Tuberous Sclerosis Complex is a genetic disorder characterized by the growth of numerous noncancerous (benign) tumors. Tuberous Sclerosis Complex is caused by decreased or absent expression of the genes and is characterized by the growth of hamartomas in the kidneys, brain, heart, liver, as well as the skin. These hamartomas cause patients to organ system dysfunction, including autism spectrum disorder, intellectual disability and epilepsy.
Virtually all affected people have skin abnormalities, including patches of unusually light-colored skin, areas of raised and thickened skin, and growths under the nails. Tumors on the face called facial angiofibromas are also common beginning in childhood. When TSC affects the brain it can cause many other problems as well including developmental disorders which affects communication and social interaction. Tuberous Sclerosis Complex affects about 1 in every 6,000 people.

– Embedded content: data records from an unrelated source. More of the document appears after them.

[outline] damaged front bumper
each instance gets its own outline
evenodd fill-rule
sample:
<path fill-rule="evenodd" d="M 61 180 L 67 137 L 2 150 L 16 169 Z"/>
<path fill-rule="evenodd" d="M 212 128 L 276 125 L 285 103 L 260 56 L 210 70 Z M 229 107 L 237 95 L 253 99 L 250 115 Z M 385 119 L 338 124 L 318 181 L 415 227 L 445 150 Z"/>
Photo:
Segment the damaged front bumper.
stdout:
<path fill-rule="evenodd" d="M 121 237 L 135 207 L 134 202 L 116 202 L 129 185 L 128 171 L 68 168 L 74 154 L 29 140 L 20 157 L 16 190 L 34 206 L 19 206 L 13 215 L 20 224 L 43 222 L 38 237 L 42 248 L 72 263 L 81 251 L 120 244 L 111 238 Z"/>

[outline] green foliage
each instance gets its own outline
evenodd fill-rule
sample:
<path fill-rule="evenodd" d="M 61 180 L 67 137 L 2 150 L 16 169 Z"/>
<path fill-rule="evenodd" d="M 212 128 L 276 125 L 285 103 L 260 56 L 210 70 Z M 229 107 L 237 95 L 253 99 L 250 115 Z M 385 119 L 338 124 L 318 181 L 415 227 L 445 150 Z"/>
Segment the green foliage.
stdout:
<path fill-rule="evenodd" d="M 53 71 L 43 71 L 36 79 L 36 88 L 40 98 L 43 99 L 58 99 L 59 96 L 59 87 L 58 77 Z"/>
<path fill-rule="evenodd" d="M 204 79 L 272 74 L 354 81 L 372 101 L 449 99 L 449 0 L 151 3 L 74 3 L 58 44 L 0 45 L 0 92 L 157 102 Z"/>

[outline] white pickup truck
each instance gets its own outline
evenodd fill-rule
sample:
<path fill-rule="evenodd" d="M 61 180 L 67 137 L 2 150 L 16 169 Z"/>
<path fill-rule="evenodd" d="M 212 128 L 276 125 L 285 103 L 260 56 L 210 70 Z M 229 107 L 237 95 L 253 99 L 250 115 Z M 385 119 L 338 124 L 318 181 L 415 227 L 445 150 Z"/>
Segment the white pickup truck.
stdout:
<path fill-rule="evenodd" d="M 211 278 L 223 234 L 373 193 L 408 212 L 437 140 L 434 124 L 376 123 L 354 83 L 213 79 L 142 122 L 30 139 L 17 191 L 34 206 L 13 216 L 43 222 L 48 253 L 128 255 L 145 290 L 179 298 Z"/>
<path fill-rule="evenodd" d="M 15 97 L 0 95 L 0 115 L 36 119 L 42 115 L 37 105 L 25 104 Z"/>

How is TSC diagnosed? TSC can materialize in numerous ways, where diagnosis is usually determined when physicians can identify any two of the major prominent features of Tuberous Sclerosis in the same individual. One major feature is cardiac rhabdomyoma which is an abnormal growth in the heart muscle generally found in young children. Another major feature of TSC consist of specific abnormal skin growths or skin pigmentation.

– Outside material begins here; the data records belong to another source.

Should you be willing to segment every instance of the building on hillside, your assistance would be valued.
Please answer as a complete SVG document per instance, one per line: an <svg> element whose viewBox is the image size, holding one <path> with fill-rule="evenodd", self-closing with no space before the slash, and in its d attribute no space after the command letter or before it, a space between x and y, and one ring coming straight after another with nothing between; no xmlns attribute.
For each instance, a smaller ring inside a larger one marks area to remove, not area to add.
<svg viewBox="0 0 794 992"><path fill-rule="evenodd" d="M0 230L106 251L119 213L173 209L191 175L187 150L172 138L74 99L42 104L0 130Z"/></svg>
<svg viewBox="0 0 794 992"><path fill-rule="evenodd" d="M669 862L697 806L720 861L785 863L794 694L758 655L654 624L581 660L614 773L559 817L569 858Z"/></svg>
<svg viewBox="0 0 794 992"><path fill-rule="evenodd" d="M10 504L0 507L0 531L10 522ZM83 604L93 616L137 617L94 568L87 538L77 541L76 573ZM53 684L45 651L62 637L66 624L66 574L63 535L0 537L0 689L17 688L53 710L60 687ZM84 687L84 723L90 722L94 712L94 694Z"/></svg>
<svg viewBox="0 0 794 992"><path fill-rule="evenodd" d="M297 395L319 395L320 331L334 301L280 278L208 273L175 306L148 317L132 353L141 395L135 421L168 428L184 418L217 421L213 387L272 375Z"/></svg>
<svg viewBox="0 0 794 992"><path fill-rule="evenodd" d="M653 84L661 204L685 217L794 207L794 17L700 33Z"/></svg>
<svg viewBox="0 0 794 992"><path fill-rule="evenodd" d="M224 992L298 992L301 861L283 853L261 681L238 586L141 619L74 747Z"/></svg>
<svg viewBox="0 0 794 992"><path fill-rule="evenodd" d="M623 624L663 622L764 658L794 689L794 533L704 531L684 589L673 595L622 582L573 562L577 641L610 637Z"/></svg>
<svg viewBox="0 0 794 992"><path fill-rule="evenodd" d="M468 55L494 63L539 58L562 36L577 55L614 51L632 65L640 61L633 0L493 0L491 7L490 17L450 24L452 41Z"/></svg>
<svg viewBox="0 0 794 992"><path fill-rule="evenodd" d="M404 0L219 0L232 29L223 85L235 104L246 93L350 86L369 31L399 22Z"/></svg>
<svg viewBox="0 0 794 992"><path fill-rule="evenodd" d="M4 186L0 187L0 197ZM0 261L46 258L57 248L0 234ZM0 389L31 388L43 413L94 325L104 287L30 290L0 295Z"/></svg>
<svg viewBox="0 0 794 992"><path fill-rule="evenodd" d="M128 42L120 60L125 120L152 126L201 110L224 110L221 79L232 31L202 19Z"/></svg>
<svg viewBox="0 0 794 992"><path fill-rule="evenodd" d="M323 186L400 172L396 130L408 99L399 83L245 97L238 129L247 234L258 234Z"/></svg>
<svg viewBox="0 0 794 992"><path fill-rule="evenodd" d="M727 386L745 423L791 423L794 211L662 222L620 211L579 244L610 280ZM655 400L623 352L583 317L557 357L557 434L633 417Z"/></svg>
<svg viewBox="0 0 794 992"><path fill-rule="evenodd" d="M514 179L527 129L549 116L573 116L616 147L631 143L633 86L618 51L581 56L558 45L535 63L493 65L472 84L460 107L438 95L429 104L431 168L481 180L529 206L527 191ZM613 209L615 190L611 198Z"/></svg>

Dr. Bissler is a pediatric nephrologist and his expertise is Tuberous Sclerosis Complex. His medical career began at the Cincinnati’s Children’s Hospital in Ohio over twenty years. He also has a team and is heavily involved with research for clinical trials for new treatments and medications for the disease. Dr. Bissler currently has his practice of over 1,000 patients with Tuberous Sclerosis renal disease at the University of Tennessee Health Science Center.

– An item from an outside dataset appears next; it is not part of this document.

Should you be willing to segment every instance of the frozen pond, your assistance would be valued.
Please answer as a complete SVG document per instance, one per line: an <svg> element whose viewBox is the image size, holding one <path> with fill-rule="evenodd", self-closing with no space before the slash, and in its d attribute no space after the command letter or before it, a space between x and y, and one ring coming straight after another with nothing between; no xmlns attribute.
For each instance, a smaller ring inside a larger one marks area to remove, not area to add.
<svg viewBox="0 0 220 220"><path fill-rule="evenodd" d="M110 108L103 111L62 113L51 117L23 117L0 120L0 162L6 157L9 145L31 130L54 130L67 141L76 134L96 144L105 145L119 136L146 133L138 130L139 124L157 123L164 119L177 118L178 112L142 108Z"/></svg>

I can’t strongly emphasize enough the crucial importance of searching for the most knowledgeable doctors in the field. It is the difference of night and day of what the outcome of your success will be in treatment and survival of living with TSC. Dr. Bissler is one of two doctors in the country that has this extensive knowledge of the renal disease. He has treated and cared for hundreds of children and adults suffering with TSC changing their lives. He is an exceptional doctor.
I had the opportunity to be treated by Dr. Bissler with a related disease called Angiomyolipoma which is tumors on the kidneys. When my diagnosis was so grim I turned to Dr. Bissler for help as so many other people do. My diagnosis was from several doctors there was no saving my left kidney. After being treated by Dr. Bissler he saved my kidney, today I am doing very well. Being on the right medications has shrunk my massive tumor. I still have them but they are under control not causing any further health risks. I am extremely grateful to him. He has a true gift and has improved the lives of so many who were suffering from this horrendous disease.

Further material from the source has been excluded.